I think that even if rust could for example put two large arrays in the same function at the same stack address (what the issue you linked is about), this still wouldn't solve OPs issue. They want to put another functions stack frame into the space where the big array previously was.

2 Likes

Libc doesn't provide alloca. It is a compiler builtin which Clang lowers to the alloca LLVM IR instruction just like for regular variables on the stack. The only difference is that it may have a dynamic size and/or isn't located in the entry block. LLVM will statically allocate space for all alloca in the entry block, while dynamically allocating space for all other alloca every time they get executed. It doesn't reuse and once hit permanently (until returning from the function) grows the stack.

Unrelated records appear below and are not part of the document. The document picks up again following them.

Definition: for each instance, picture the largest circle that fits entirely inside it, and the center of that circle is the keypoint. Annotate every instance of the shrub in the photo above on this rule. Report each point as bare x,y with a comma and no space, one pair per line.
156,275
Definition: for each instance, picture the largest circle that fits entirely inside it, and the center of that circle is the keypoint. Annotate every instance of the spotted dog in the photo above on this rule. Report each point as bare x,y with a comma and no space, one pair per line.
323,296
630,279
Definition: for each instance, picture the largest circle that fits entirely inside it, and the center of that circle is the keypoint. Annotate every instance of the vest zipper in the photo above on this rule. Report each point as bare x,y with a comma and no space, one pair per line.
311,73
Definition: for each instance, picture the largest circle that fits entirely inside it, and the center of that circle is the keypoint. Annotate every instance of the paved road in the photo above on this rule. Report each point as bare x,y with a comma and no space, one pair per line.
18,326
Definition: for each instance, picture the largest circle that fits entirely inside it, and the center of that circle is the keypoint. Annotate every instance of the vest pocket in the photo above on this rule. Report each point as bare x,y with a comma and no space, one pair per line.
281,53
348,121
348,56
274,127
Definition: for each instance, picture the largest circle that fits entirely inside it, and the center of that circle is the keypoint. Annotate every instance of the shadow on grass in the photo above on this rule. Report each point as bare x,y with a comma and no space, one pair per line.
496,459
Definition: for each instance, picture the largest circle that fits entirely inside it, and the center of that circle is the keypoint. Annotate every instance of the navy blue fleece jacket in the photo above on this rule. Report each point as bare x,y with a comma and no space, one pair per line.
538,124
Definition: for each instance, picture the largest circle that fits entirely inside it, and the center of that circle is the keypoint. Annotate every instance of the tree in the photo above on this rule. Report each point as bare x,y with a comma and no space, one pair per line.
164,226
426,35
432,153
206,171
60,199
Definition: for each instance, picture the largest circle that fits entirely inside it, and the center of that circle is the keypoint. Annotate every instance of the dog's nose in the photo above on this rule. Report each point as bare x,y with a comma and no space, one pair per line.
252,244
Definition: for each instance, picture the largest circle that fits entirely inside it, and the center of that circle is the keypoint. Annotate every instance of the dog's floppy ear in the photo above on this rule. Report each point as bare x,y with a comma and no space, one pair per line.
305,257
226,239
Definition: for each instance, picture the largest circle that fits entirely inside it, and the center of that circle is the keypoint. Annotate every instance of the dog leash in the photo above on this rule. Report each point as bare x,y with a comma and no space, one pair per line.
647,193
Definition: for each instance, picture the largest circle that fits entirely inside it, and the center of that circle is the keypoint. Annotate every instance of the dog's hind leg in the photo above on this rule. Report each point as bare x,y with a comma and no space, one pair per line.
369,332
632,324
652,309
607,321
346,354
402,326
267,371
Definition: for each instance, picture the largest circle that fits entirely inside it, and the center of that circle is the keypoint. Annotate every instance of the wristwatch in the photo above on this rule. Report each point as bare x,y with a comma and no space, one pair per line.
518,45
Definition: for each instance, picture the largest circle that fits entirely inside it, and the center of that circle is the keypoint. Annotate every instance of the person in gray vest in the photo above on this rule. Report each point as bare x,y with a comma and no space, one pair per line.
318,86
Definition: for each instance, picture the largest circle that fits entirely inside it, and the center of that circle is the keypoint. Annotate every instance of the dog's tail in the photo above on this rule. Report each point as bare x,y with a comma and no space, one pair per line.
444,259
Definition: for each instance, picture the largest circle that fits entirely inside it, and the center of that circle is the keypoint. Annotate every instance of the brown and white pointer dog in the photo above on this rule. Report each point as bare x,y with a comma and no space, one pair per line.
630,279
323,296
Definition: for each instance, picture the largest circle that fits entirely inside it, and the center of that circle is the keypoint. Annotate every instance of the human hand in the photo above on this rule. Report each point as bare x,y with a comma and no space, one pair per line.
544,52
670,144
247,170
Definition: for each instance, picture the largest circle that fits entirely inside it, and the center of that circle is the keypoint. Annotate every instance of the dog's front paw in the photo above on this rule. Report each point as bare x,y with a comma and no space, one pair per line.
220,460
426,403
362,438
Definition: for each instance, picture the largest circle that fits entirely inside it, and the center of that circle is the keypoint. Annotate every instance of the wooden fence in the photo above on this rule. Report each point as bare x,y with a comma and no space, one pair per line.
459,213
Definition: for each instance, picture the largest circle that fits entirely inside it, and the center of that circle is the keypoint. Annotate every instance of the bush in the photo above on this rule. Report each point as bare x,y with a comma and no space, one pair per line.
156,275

I meant the alloca provided by alloca.h on some Unix-y systems. Or do you mean that this is implemented as a compiler builtin, and is therefore lowered to the alloca LLVM IR instruction regardless?

EDIT: Maybe the transformation pass could look something more like alloca(n) --> alloca(black_box(n)) then?

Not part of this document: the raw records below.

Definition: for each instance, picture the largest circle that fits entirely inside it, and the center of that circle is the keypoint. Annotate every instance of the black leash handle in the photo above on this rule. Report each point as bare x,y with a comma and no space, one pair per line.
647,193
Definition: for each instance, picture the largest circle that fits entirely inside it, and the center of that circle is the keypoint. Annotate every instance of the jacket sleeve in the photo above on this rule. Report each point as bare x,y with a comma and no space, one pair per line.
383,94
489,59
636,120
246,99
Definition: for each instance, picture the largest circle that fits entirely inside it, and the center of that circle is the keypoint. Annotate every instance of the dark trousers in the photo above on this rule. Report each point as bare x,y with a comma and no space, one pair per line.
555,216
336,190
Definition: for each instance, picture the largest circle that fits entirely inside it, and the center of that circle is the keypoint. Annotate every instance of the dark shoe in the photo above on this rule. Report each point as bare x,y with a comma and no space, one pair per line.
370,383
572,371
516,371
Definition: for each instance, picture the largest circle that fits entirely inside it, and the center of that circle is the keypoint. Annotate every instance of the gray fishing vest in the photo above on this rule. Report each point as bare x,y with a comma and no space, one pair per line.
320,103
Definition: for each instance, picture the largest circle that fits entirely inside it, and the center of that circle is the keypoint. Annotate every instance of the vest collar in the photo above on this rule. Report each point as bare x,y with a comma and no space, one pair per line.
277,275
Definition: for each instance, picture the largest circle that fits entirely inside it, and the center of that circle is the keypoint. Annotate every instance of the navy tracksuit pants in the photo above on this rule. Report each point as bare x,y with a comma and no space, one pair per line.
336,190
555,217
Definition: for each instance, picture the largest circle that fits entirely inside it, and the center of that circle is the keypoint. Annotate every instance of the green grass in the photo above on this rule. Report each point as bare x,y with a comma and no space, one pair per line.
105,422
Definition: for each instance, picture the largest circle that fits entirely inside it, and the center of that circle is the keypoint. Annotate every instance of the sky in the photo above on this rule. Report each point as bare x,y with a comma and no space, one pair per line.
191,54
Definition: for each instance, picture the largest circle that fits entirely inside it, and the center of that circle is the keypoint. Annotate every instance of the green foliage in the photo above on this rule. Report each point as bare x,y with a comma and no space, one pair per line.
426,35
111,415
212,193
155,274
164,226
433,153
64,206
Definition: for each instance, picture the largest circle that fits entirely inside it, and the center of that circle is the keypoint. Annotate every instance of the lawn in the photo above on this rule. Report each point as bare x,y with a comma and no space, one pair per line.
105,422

That's probably not a problem on 64 bit systems as unused stack pages can just be unmapped by OS, but when each address is physical it is a huge problem.

Yeah. The alloca definition in alloca.h of glibc is a macro expanding to __builtin_alloca, which gets lowered to the alloca instruction by clang and equivalent by gcc. alloca can only be a compiler builtin as it messes with the stack pointer, but when returning from a function you have to restore the stack pointer to the original value.

That doesn't help with freeing memory at all. Dynamic alloca never gets deallocated by LLVM either.

It doesn't help the case where the function is getting inlined? I thought that was @Ddystopia's problem here, that LLVM can see that an (implied) dealloc of a compiletime-known-size alloca has no observable effects and so postpones that dealloc beyond function scope.

Maybe LLVM's alloca is not as powerful as GCC's here? GCC/glibc promises that their alloca allocates bytes on the stack of the calling function, and not in a higher-level caller.